Session doesn't start on debian 11 if XAUTHORITY is set

[moobyfr]

debian 11, set XAUTHORITY in /etc/profile to /tmp/.Xauth.$USER

session doesn't start . comment the XAUTHORITY -> session start

[matt335672]

Hi @moobyfr

Has it ever worked like this? The code in sesman.session.c doesn't scan /etc/profile when it starts the X server, but as you say in #1069, setting this using pam_env should work.
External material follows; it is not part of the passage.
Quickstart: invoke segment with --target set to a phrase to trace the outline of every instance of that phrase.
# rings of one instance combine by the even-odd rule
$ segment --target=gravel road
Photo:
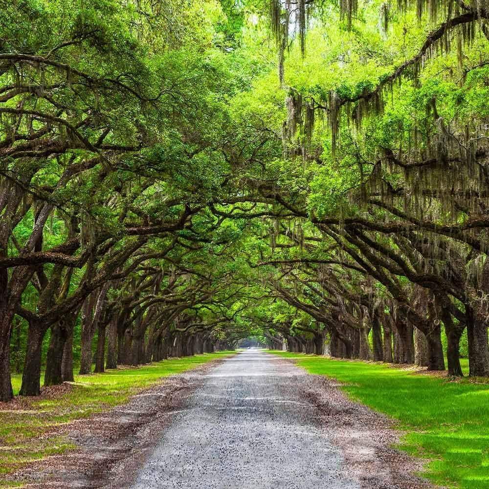
[[[133,489],[358,489],[304,396],[308,376],[258,350],[229,358],[173,418]]]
I think the only way it could work is by using a login shell to start the X server.

[moobyfr]

I'm mostly sure to have tested the code with the usage of the variable, when I wrotten it:
If the variable isn't used, the default value is used i.e. $HOME/.Xauthority and the sessions must start.

But now the session doesn't start and this shouldn't happen.

[matt335672]

OK - I've had a look into this, and tried to reconstruct what has happened. Please check my reasoning and tell me what I've got wrong.

Your original PR to add XAUTHORITY support was #545 and this got merged for v0.9.1.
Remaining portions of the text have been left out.